Sheets of sand glided by all around him, tearing into the rocks on
the dune and shifting all the sands in a violent fury. A giant, buzzing shadow fell over Lord
Armistad as the sandstorm blocked out the sun, and he rolled his head back and
sighed in satisfaction. In all the
cacophonous madness, not one grain of sand touched his body.
He stepped
forward and still was untouched by anything but the wind, which pushed him
forward in eager waves, rushing between his legs as if to lift him up. His laugh was drowned in the shrieking roar
of the blistering storm, which was now only three bowshots away, and eating up
the desert like pride of starved lions.
Once more his saber was drawn from its sheath, and he held it aloft as
he strode down the sand dune bordering his realm. He could no longer see Shethar’s army on the
horizon, for the sands were swirling about him to thick and furious. They were there, all the same, coming closer,
exhausted from their long march but still hoping for the taste of blood and the
rumored wonders of his city.
Lord
Armistad ran over the sands, his wrapped boots barely touching them, his black
robe straining around his sides to pull him forward. With a shout of triumph that came either from
the man or the wind itself, or both, the red boiling sandstorm engulfed the
desert lord, rolling onward towards the horizon.

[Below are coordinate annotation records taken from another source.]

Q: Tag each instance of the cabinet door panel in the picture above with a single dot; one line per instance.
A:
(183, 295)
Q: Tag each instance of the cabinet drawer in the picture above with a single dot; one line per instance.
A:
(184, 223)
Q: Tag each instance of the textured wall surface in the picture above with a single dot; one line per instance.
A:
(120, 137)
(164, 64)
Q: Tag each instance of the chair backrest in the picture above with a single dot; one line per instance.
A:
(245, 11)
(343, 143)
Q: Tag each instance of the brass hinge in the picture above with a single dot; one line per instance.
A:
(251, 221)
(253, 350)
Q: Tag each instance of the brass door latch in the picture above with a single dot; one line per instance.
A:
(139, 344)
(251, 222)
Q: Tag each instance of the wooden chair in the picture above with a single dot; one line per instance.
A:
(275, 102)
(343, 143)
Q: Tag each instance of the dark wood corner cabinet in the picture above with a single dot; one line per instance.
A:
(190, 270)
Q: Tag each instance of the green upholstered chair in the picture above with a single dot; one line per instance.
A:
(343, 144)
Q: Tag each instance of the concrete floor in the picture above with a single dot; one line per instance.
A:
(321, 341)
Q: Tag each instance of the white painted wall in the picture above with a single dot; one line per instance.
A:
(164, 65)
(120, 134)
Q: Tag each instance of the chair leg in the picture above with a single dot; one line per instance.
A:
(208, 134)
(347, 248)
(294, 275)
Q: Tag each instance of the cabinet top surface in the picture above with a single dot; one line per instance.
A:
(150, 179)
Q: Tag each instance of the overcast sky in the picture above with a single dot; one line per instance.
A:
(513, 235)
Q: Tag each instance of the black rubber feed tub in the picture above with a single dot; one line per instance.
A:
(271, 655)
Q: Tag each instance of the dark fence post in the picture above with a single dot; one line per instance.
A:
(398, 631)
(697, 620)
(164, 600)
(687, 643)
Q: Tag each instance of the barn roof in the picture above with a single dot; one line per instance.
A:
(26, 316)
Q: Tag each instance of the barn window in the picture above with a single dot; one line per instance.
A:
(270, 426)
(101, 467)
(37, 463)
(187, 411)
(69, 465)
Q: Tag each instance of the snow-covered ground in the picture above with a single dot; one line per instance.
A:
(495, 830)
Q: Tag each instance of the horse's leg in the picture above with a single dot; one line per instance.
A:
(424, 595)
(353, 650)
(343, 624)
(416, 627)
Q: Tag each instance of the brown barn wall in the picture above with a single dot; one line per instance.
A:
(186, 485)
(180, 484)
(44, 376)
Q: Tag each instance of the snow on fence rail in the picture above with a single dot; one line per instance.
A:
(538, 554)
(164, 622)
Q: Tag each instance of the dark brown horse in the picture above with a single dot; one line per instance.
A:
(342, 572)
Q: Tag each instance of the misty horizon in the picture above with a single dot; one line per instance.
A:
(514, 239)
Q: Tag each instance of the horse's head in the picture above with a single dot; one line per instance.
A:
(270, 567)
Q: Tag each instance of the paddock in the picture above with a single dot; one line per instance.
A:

Still the sands did not touch him, but split
and curved around his body, lifting his legs into greater strides and clearing
the way under his feet. All about him he
heard the pounding hooves of stallions, and the flitting shapes of their
silent, robed riders could be glimpsed between the sands. The storm seemed to heave and puff like him
as he ran, and from his lungs poured a deep song, an old song…one of the oldest
of Setali Mora, written by one of their ancient bards, and the one he had sung
for Kelita his wife on their wedding day.
Far back in the direction of his city, the strains of the song played on
Ibrahim’s oud still reached though the winds’ mighty roaring, and above it all
he heard the hunting call of the peregrine falcon.